Nella pratica si è passati da un rapporto uno ad uno (un insegnante di sostegno per ogni alunno bisognoso), ad un rapporto uno a molti (un insegnante per due, tre, quattro alunni). Non è più il bisogno che guida, ma la disponibilità, con situazioni aberranti, come le scuole che cercano in ogni modo di scoraggiare le iscrizioni dei portatori di handicap e quelle che ne hanno fin troppi (e quindi in rapporto hanno meno docenti di sostegno), con sperequazioni incredibili tra territorio e territorio.

Ma non basta, è stato cambiato anche il criterio con cui vengono scelti gli insegnanti di sostegno. Ora spesso un docente sceglie il sostegno solo come ripiego, quando non riesce ad ottenere lavoro come insegnante “normale”, affrontando un lavoro assolutamente sfidante e difficilissimo senza un’adeguata preparazione e motivazione. Ed i risultati sono sconfortanti.

Magari qualcuno avrà il coraggio di chiamare “taglio agli sprechi” questa diminuzione di spesa, ma io penso sia semplicemente parte di quel fenomeno globale di regressione della solidarietà civile che sta attraversando tutto il mondo occidentale. E non è bello da vedere da dentro questo paio di scarpe.
I miei guai sono solo miei, lo stato mi aiuta, un pochino, ma non troppo e comunque ogni anno sempre meno.

L’angoscia di Ivana Leone è ampliamente giustificata. Proprio nel caso di alunni affetti da ritardi cognitivi il sostegno svolge un ruolo essenziale. Questi ragazzi infatti spesso hanno più potenzialità di quello che può apparire a prima vista, in alcuni casi si tratta di sindromi border line che con un adeguato sostegno familiare e scolastico possono permettere lo sviluppo di una persona indipendente, pienamente autonoma. Sarebbe conveniente anche economicamente per la società che lo diventassero.

Quando leggo le dichiarazioni di politici che sventolano come una bandiera la difesa della vita a tutti i costi mi chiedo quanto siano sinceri. Se volessero davvero combattere l’aborto dovrebbero lottare in parlamento contro leggi e regolamenti come quelli che hanno permesso negli ultimi 15 anni il progressivo deupaperamento degli aiuti ad handicappati e disagiati, non solo in ambito scolastico.

Ma non lo fanno, mai, nessuno. Sono solo “chiacchiere e distintivo”. Per questo penso che nessun politico rispondera fattivamente a quella lettera, magari risolveranno il problema singolo di Ivana (e ben venga), ma non quello globale.

Ad Ivana, ed a tutti gli altri genitori nella stessa condizione, va dunque tutto il mio affetto, la mia comprensione, la mia stima, ed un consiglio, che vale poco, ma è l’unica cosa che posso dare…

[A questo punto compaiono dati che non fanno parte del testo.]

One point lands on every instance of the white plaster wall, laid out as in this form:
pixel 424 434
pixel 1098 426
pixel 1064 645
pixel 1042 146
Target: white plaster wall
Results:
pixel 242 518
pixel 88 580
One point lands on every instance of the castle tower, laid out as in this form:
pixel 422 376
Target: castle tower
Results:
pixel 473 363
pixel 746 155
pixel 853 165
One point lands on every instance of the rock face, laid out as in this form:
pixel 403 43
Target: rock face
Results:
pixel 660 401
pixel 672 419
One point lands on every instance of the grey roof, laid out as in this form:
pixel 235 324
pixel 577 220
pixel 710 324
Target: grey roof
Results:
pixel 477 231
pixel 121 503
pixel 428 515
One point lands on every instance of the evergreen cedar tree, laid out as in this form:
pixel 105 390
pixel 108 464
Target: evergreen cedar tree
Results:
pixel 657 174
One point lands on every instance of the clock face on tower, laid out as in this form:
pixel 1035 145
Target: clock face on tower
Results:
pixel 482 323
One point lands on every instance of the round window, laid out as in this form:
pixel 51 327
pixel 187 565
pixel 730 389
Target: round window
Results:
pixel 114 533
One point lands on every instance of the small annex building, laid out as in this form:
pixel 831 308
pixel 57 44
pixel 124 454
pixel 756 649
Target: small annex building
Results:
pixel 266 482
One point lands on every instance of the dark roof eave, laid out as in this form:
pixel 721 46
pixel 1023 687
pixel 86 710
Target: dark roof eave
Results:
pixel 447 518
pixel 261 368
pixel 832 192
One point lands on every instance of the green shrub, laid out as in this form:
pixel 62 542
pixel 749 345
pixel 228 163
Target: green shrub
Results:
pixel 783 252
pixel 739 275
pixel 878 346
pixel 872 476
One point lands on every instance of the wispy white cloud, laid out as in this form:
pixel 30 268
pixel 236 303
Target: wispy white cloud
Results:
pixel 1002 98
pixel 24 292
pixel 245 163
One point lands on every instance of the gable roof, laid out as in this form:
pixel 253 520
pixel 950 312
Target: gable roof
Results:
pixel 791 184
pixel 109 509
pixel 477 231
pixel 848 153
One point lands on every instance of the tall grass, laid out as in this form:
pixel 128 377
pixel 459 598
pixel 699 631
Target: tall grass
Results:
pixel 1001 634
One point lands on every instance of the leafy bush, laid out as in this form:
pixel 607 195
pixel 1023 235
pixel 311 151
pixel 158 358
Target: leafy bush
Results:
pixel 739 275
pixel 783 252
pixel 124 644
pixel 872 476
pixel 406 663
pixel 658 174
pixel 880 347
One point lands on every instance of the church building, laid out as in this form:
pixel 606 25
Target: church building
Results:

Non accontentarti mai, lotta, urla, fai casino, rompi l’anima fino a diventare esasperante ed antipatica. Lo so che è difficile cambiare la propria natura, ma ci sono spesso modi trasversali, faticosi per il dirigente e la scuola, per ottenere magari un docente in più, per richiamare i docenti “normali” al loro dovere (perchè l’handicappato anche se seguito da un docente di sostegno, non devono abbandonarlo).

Non farti blandire dal “passi domani“, spesso per ottenere qualcosa dovrai strapparlo con gli artigli e le zanne (non unghie e denti, si diventa tigri dopo un po)….

Non mollare, vale la pena di lottare, sempre.